Burosumab is typically initiated subcutaneously at 0.8 mg/kg/dose every two weeks in children and 1 mg/kg/dose every four weeks with dose titration as needed to achieve normal phosphorus levels. Following its absorption subcutaneously, burosumab has almost 100% bioavailability. It is degraded into small peptides and the meantime to reach maximum serum levels is 7.0 to 8.5 days with a mean half‐life of 16.4 days [15]. The apparent volume of distribution is 8L and elimination is not dose-dependent. All oral phosphorus and vitamin D analogs are discontinued for at least one week prior to initiation of burosumab. Serum phosphorus surveillance every four weeks while on therapy for the first 12 weeks and thereafter as appropriate is recommended per the manufacturer labeling. A positive correlation between serum burosumab and serum phosphorus levels advocates dosing based on predose phosphorus levels [15]. Burosumab is generally well tolerated with a limited side effect profile. Common adverse effects noted in the first 24 hours are vomiting, fever, rash, headache, dizziness, myalgia, and injection site reactions. Specific adverse events include hyperphosphatemia, hypersensitivity, and restless leg syndrome. Caution is advised in pregnancy, as burosumab may cross the placenta; however, no teratogenicity was reported in animal studies.

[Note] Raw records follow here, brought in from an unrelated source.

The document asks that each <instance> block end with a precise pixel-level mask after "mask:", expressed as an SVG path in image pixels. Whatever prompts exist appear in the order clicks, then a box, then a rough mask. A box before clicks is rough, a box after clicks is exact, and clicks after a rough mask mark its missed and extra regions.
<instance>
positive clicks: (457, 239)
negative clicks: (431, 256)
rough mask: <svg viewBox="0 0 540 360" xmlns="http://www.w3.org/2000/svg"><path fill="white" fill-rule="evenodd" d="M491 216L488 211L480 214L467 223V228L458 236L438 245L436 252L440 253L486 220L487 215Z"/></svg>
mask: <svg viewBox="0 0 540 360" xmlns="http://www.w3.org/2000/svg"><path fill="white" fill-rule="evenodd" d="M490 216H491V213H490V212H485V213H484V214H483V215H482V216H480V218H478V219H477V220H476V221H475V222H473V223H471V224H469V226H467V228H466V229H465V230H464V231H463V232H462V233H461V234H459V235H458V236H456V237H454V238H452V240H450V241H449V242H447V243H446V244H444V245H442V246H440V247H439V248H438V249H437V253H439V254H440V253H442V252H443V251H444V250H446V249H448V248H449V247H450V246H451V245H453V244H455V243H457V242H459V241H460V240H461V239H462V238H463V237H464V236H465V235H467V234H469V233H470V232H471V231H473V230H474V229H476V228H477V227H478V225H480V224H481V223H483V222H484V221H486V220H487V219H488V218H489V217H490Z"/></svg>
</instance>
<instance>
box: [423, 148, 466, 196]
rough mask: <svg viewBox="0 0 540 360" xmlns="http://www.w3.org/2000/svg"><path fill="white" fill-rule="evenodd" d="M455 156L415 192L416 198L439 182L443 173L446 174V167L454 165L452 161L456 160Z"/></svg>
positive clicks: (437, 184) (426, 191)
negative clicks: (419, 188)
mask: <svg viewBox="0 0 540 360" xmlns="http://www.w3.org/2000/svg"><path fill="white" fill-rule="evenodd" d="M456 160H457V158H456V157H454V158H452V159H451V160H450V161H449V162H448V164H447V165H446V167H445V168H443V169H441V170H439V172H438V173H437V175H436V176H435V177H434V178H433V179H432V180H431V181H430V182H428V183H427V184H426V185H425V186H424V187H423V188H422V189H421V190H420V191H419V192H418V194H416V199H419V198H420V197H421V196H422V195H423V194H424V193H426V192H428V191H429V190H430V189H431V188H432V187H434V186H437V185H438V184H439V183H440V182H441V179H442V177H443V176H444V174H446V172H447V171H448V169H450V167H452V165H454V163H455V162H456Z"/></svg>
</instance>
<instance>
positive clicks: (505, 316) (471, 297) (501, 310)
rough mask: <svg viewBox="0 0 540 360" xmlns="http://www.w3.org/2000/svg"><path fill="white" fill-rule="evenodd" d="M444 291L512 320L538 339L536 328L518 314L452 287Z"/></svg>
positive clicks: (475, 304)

The efficacy of burosumab as the treatment for XLH in children was shown in an open-label trial conducted by Carpenter et al. [16]. A total of 52 children were randomly assigned in this study in a 1:1 ratio to receive burosumab every two or four weeks. The primary endpoint was the change in baseline Thacher rickets severity total score at 40 and 64 weeks. Studies showed therapy with burosumab not only improved serum phosphorus levels but also improved linear growth and physical function, and decreased severity of rickets. Whyte et al. conducted a similar study in 13 children aged one to four years with XLH and showed burosumab increased serum phosphorus levels, decreased severity of rickets, and prevented growth decline at 64 weeks [17].

Efficacy of burosumab treatment in symptomatic adult XLH patients was recently shown in a 24-week double-blinded, placebo-controlled, randomized trial conducted by Insogna et al. [18]. In this study, 134 symptomatic adults with XLH were randomly assigned in a 1:1 ratio to burosumab every four weeks or placebo. The study concluded that treatment with burosumab not only improved serum phosphorus levels but also positively impacted osteoarthritis indices and fracture healing when compared to placebo. Cheong et al. reproduced similar results in a multicenter, sequential dose-escalation, open-label, single-dose study in Japanese and Korean adults with XLH [19].

Our patient with XLH had poor quality of life while on calcitriol and phosphate therapy along with intermittent fatigue and bone pain. Moreover, he developed nephrocalcinosis, hyperparathyroidism, and hypertension. Initiation of burosumab was indeed life-changing for this teenager as it significantly enhanced his quality of life, improved fatigue, and bone pain, while drastically reducing his pill burden. Burosumab has definitely shown to be a promising drug and has revitalized the lives of children with XLH.

Conclusions

XLH is a complex and rare genetic disorder that requires meticulous management and expert consultation. It is caused by elevated FGF23 levels due to PHEX mutations that result in urinary phosphate wasting and hypophosphatemic rickets. Conventional management with calcitriol and phosphate corrected serum phosphorus levels and bone mineralization but failed to correct underlying pathophysiology and anticipated complications. Burosumab offers a more optimal therapy when compared to conventional therapy with limited side effects, while significantly improving the quality of life.